Mickey also claims that Joey suffered from Spina Bifida as a result of one of his surgeries. This is almost assuredly incorrect. Spina Bifida is a birth defect and is not a surgical side effect. It sounds more like Jeff (Joey) suffered from birth defects caused by an undeveloped conjoined twin. He may have had Spina Bifida Occulta - a minor form of the birth defect that does have some neurological impact but isn't as serious. John Cougar in fact, was born with Occulta. Joey did have the odd gait and posture of someone with the condition. I don't believe this was Mickey lying about Joey's health issues so much as I think it represents laziness on his part. He had access to the medical records and if he had taken the time he could have done a better job with the health diagnoses he presents - especially considering how they affected the lives of those involved.

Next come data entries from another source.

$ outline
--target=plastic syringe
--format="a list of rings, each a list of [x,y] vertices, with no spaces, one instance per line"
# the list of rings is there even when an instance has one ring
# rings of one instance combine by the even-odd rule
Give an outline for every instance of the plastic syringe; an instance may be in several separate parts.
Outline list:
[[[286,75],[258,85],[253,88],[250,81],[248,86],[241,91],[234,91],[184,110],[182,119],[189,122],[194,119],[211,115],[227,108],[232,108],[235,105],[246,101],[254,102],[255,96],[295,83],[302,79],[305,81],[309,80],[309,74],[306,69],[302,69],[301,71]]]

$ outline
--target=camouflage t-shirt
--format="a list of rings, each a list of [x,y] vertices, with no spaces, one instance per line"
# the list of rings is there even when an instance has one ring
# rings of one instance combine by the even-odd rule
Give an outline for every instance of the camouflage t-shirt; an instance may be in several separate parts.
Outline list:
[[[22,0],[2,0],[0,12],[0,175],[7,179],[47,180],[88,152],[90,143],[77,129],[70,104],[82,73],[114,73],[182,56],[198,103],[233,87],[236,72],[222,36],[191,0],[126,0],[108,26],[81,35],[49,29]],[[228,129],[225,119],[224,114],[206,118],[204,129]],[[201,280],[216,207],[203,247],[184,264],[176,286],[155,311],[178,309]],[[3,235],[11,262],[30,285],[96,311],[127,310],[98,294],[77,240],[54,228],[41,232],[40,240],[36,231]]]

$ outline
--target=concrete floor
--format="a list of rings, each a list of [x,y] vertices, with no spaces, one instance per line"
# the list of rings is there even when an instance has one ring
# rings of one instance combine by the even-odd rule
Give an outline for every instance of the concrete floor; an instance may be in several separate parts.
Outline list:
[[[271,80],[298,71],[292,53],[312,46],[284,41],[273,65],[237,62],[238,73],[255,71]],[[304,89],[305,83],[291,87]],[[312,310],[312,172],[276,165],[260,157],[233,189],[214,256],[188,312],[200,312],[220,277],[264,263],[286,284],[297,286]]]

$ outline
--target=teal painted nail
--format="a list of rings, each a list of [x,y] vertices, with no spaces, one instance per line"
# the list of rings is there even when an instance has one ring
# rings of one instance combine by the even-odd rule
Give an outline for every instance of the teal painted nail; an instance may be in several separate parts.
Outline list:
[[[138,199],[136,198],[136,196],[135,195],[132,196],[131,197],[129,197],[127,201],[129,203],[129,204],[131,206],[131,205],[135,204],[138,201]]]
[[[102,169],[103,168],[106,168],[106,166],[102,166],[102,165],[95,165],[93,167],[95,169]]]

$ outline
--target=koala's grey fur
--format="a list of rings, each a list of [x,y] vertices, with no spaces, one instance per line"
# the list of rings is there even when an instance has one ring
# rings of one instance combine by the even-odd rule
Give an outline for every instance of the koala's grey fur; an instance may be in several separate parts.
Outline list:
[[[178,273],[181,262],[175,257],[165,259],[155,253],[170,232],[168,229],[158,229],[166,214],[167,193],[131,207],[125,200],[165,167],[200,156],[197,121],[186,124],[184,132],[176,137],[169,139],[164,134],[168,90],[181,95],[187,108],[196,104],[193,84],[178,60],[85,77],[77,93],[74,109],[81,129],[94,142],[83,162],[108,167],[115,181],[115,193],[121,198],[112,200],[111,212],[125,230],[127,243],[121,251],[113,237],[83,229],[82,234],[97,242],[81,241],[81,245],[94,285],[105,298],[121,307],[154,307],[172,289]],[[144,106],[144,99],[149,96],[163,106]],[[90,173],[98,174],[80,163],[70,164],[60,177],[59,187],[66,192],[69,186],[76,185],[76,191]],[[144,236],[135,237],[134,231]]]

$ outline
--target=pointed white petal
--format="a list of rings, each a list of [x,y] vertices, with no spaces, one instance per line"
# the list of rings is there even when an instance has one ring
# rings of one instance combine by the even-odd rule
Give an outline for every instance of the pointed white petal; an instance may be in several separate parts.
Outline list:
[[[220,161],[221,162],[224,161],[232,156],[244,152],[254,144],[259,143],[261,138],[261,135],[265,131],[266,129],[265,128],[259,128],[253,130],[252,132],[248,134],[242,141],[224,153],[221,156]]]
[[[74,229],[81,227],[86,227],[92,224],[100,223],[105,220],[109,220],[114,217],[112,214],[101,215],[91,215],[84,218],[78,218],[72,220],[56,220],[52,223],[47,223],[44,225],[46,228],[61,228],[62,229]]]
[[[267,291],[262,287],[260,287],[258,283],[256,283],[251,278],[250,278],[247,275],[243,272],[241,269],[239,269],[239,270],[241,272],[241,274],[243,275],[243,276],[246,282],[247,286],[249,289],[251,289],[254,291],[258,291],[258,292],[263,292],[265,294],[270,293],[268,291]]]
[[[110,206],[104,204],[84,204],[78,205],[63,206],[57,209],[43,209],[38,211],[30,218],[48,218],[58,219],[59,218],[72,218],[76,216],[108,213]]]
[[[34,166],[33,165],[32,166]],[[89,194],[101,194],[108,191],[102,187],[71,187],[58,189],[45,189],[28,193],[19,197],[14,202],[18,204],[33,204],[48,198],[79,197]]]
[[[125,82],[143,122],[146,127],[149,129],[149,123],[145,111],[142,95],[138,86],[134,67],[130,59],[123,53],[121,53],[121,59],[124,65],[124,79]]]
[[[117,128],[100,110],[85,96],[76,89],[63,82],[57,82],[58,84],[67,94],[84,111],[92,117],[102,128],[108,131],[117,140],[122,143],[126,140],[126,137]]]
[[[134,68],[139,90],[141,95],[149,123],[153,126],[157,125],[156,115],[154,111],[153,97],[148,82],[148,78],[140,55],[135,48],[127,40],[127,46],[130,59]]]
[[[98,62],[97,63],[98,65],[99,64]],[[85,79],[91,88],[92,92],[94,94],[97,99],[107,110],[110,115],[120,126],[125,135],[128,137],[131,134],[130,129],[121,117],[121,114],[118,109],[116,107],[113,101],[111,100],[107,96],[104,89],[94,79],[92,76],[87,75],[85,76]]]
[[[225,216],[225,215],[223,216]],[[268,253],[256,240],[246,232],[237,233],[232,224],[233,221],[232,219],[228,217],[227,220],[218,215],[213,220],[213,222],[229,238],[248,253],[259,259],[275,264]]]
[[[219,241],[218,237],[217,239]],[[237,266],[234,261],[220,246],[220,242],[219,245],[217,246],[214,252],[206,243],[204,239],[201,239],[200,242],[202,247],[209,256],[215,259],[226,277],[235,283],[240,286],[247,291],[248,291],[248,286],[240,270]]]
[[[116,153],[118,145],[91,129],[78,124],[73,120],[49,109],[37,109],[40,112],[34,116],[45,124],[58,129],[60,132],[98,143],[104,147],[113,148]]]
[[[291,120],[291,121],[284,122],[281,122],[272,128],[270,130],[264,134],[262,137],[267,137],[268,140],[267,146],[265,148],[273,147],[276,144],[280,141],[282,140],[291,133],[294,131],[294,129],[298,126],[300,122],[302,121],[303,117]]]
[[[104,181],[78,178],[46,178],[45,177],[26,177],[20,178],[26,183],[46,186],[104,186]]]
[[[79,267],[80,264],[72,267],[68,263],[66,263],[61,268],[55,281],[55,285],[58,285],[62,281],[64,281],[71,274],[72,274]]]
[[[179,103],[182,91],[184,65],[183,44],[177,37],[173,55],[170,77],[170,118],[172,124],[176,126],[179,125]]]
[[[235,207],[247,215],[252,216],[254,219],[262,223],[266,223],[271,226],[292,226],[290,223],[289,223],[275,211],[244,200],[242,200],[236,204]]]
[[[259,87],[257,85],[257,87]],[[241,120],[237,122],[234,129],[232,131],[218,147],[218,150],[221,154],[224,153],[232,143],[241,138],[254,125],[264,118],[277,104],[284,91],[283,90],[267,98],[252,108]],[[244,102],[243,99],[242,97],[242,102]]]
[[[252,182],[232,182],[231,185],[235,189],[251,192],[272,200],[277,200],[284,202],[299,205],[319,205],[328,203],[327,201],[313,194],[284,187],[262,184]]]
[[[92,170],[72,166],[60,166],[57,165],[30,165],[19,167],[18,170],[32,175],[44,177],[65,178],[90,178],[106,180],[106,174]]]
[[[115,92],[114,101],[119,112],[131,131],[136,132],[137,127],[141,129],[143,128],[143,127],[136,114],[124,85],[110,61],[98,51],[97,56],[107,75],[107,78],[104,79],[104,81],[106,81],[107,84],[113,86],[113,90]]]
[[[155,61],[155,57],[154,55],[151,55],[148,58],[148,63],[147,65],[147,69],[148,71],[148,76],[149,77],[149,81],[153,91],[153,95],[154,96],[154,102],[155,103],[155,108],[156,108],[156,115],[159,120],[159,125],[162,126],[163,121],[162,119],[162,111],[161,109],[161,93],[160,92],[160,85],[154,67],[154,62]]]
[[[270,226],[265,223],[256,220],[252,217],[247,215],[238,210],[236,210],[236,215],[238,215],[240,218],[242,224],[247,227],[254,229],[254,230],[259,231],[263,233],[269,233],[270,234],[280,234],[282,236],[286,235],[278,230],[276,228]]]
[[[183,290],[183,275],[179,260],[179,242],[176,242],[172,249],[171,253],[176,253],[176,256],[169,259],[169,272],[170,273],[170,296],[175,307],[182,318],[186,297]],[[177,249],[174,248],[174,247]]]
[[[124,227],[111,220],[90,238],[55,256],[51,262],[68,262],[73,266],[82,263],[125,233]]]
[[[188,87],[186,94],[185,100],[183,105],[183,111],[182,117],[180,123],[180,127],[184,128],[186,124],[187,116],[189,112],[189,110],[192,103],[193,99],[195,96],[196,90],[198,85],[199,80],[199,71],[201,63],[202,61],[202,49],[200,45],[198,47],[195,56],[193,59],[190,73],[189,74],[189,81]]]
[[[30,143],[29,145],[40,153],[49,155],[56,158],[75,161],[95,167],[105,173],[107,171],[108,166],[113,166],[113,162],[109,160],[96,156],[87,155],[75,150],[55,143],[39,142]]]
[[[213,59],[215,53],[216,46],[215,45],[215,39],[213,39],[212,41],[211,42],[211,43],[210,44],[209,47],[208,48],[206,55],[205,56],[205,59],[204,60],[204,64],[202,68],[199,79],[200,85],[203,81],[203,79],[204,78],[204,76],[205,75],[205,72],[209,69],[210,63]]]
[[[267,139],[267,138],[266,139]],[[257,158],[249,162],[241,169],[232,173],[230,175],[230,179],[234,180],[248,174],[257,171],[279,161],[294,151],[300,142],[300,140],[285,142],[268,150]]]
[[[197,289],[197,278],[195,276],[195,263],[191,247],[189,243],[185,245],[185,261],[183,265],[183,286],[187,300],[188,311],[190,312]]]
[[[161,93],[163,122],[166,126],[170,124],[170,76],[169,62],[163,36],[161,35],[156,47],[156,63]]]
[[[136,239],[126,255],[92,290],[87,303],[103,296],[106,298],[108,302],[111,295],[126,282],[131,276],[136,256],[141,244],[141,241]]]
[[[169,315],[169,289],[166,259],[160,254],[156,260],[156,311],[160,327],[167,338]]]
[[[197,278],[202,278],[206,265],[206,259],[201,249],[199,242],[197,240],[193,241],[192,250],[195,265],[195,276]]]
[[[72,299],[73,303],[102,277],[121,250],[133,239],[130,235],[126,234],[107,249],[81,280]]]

I also would have loved to have heard how it was that Green Day wound up inducting the Ramones into the Rock & Roll Hall of Fame since they only receive a somewhat unflattering mention toward the end of the book.
"I Slept With Joey Ramone" is a decent read. But it would be a mistake to accept it as THE definitive Ramones biography. Far too many of Mickey's personal issues seep into the book - particularly in the last third - and it leaves many questions unanswered. I gave it a 3 star rating because Mickey deserves a heartfelt thank you from every Ramones fan for relating at least part of Joey's life story. More important than that however, he tells us with great affection of Jeff Hyman's last few moments on earth and how he expired doing what he loved most - listening to good music that eased his heart and soul. Every single person that has loved Ramones music wishes they could have been there to say goodbye to Joey Ramone and, thanks to Mickey, now we can feel and share what that must have been like. If I ever get to meet Mickey again I'll want to shake his hand and thank him for the gift of that shared intimacy. For me - one of the countless casualties of the vain struggle to keep rock & roll alive - it made the book worth more than twice the cost.